The PCV is currently sold by only two pharmaceutical corporations: Pfizer and GlaxoSmithKline (GSK). Unfortunately, this vaccine is priced out of reach of many parents, governments, and treatment providers, due to a duopoly market and a lack of sufficient competition from developing country vaccine manufacturers. Approximately one-third of countries have not been able to introduce PCV, largely because of high prices. Those who have introduced the vaccine are struggling with its costs. South Africa spends more than 50 percent of its vaccination budget on purchasing PCV13 alone, and this is set to continue for another decade unless patent barriers are removed to accelerate competition.

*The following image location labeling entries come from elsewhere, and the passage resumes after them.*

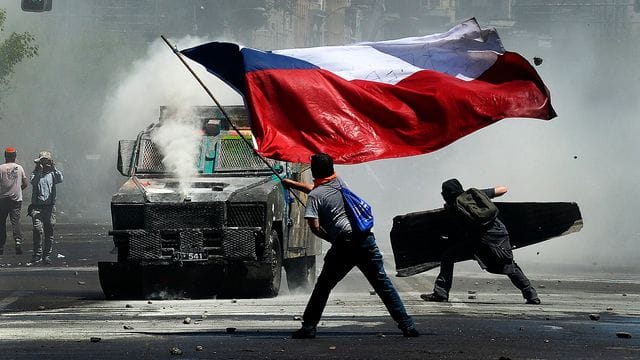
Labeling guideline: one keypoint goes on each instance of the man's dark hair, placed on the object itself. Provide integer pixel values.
(450, 190)
(10, 154)
(321, 165)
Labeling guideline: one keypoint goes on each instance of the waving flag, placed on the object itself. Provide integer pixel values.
(378, 100)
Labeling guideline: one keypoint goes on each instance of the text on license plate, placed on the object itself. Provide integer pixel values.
(189, 256)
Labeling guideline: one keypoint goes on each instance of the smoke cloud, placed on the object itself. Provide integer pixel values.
(178, 139)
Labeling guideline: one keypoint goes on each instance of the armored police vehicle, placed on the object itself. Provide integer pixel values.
(227, 233)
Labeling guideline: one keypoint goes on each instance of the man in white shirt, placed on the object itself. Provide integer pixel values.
(12, 181)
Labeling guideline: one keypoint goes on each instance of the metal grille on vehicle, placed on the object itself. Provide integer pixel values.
(127, 216)
(240, 243)
(184, 215)
(235, 154)
(144, 245)
(242, 215)
(151, 160)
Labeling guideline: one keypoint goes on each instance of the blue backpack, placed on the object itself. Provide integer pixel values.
(358, 210)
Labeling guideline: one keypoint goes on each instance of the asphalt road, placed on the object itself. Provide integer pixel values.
(59, 312)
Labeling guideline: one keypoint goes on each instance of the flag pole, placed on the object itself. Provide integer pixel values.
(224, 113)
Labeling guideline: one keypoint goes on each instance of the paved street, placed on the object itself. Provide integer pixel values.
(56, 311)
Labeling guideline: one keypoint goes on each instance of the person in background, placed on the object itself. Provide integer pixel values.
(12, 181)
(44, 179)
(489, 245)
(326, 216)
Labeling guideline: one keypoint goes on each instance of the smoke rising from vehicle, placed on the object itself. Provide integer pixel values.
(178, 139)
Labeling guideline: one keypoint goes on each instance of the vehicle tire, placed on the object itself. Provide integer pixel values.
(273, 254)
(301, 272)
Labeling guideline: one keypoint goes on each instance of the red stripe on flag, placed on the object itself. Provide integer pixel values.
(296, 113)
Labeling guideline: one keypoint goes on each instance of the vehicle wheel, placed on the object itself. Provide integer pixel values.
(301, 272)
(274, 256)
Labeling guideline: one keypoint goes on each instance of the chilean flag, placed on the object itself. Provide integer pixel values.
(378, 100)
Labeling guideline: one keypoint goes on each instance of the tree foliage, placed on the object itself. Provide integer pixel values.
(13, 49)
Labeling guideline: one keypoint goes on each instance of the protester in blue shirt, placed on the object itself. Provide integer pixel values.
(44, 179)
(327, 218)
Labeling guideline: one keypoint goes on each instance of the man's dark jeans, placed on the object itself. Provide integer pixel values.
(12, 209)
(489, 259)
(44, 220)
(360, 251)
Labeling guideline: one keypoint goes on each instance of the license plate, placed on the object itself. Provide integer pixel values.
(187, 256)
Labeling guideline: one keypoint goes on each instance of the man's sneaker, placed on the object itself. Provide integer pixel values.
(410, 332)
(304, 333)
(433, 297)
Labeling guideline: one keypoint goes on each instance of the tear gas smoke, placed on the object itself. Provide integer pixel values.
(178, 139)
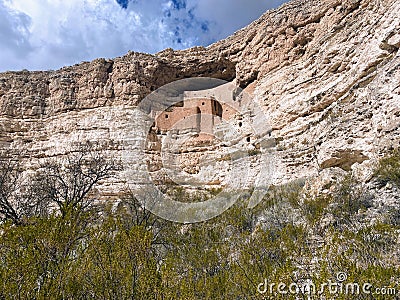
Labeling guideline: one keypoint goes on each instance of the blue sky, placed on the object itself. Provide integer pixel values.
(49, 34)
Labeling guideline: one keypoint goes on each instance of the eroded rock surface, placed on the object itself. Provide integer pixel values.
(326, 73)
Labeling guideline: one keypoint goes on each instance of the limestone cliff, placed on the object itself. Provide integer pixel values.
(326, 73)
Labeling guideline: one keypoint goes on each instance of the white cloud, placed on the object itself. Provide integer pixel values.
(48, 34)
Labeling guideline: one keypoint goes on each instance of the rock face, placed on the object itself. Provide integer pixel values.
(326, 73)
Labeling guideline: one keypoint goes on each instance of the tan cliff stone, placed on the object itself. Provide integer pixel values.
(326, 73)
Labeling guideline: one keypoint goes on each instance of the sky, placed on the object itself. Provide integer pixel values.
(50, 34)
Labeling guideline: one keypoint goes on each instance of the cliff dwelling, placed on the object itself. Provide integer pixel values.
(196, 115)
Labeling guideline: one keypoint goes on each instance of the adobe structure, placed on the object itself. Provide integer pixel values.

“While MSF has initiated the legal process to challenge the patent, the actual revocation of an unmerited patent takes years,” said Yuanqiong Hu, legal and policy advisor for MSF’s Access Campaign. “Looking at the urgent need for this vaccine, we really hope that the Indian Health Ministry considers issuing a government use license in the meantime. This would encourage manufacturers who have been developing more affordable PCV13 vaccines to continue with phase III clinical trials to deliver this lifesaving vaccine, not just in India but across the world.”